Nebula requires at the least 16GB RAM and Python 3.10–3.13.9 for CPU-based inference through Ollama. Set up is dealt with by way of pip:

textual contentpython -m pip set up nebula-ai --upgrade

For native fashions, customers set up Ollama, pull a mannequin (e.g., ollama pull mistral), and reference the precise mannequin identify in Nebula’s engagement settings. OpenAI fashions require setting an API key as an setting variable (OPENAI_API_KEY) earlier than launching the device.

A Docker deployment possibility can also be obtainable, utilizing X11 forwarding for GUI assist alongside quantity mounts for logs and engagement folders.

Alongside Nebula, BerylliumSec has additionally launched the Deep Utility Profiler (DAP), a complementary malware evaluation service. Fairly than counting on conventional signature-based detection, DAP makes use of neural networks to investigate an executable’s inside construction and behavioral intent, enabling detection of zero-day malware that signature-based instruments usually miss.

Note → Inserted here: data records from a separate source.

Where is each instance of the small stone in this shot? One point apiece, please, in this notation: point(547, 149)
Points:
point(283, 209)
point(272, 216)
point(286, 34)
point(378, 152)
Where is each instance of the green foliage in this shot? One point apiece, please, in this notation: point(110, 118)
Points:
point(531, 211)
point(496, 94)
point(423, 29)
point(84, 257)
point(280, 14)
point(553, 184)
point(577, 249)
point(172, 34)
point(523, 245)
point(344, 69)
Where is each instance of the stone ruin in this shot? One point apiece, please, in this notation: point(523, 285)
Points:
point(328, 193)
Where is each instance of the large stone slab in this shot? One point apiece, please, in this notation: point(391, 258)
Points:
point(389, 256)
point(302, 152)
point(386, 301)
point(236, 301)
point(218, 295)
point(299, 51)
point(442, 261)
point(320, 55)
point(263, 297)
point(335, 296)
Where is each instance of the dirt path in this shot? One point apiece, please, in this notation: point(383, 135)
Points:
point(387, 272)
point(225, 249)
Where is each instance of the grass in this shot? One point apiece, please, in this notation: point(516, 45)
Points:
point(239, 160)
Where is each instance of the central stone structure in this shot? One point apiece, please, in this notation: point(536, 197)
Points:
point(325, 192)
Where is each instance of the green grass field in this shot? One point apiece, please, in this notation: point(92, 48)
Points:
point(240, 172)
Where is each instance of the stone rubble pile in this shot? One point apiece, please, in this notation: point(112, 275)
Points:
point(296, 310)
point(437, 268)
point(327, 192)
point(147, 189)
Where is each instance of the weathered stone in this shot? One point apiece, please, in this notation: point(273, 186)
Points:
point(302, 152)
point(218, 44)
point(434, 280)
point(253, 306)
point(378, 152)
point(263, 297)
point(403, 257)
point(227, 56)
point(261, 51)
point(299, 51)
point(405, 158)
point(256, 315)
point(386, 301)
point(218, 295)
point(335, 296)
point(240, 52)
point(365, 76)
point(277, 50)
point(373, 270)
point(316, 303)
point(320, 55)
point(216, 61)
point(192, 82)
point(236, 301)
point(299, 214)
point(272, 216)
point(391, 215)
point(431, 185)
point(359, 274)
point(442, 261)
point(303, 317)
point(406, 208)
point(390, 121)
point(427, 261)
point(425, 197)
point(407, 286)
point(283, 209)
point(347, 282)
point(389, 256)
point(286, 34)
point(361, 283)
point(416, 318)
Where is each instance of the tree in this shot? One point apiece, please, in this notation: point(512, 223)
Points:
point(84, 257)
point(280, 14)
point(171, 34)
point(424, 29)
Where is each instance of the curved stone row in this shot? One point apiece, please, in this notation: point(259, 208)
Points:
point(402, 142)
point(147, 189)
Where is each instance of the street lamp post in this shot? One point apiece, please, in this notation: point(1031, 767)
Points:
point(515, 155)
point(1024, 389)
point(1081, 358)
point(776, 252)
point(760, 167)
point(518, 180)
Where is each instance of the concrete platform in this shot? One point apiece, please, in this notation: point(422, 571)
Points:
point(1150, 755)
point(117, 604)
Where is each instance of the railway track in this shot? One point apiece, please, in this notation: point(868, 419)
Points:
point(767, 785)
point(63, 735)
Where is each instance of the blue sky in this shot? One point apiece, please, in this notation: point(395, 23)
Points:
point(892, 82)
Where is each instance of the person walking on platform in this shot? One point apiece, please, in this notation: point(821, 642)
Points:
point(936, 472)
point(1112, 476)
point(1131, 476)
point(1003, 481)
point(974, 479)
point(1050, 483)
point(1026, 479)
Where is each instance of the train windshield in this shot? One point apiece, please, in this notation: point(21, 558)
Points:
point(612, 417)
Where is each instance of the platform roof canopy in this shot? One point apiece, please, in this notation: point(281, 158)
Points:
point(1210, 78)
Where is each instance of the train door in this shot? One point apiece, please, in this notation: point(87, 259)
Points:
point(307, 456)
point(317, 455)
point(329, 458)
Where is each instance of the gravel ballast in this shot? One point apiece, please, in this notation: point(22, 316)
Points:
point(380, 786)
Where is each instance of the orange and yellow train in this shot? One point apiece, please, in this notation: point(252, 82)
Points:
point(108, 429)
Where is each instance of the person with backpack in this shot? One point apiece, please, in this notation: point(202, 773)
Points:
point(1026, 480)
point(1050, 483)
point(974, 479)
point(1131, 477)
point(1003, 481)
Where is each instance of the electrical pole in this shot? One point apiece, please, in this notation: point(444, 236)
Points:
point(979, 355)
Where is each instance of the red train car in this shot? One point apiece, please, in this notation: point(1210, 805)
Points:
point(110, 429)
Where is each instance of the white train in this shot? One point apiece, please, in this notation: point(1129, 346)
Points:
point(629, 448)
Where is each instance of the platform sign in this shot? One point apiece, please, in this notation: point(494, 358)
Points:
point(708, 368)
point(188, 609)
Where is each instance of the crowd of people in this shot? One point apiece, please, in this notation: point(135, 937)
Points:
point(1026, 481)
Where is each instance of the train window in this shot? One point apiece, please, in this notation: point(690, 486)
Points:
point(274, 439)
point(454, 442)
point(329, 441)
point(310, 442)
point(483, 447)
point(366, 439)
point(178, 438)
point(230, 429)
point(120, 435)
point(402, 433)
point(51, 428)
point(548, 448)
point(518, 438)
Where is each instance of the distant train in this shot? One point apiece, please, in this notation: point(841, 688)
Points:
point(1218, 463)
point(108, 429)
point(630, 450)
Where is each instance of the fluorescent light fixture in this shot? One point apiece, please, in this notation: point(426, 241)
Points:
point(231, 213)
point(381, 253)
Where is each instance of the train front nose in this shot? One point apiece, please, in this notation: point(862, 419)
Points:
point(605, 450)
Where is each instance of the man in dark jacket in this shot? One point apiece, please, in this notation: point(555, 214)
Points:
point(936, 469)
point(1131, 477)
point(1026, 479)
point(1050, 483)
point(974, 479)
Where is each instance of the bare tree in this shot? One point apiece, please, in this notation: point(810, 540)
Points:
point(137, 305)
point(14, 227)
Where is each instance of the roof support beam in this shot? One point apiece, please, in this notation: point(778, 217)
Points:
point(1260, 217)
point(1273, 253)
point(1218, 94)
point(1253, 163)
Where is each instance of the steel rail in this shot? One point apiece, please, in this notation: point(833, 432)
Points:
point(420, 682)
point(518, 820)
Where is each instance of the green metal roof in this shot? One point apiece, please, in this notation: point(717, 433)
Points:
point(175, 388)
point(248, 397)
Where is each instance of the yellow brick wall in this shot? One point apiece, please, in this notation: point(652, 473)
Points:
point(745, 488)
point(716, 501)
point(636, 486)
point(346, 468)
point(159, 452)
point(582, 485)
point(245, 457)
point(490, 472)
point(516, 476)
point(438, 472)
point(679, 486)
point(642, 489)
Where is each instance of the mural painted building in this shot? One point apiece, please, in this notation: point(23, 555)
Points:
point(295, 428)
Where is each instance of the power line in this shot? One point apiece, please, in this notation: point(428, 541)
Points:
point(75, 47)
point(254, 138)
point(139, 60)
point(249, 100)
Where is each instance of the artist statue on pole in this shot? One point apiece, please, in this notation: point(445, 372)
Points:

DAP is accessible as each an internet service and an API, offering detailed breakdowns for analyst assessment.

BerylliumSec has indicated plans to develop customized fashions purpose-built for penetration testing duties, reasonably than relying solely on general-purpose LLMs tailored for safety use instances.

This means future variations of Nebula could supply extra specialised, domain-tuned outputs for vulnerability discovery and exploitation steerage.

Nebula displays a broader pattern of AI integration into offensive safety tooling, the place LLMs help with reconnaissance, note-taking, and exploit ideation instantly contained in the workflows testers already use. The device may be downloaded from GitHub.

By supporting each native and cloud-based fashions, it addresses various operational safety necessities, from air-gapped native inference to convenience-driven API entry. Troubleshooting logs saved at ~/.native/share/nebula/logs ought to assist customers diagnose most runtime errors independently.

 Strengthen Your SOC by Accelerating Menace Detection & Fast Investigations. -> Integrate ANY.RUN With Your SOC Now.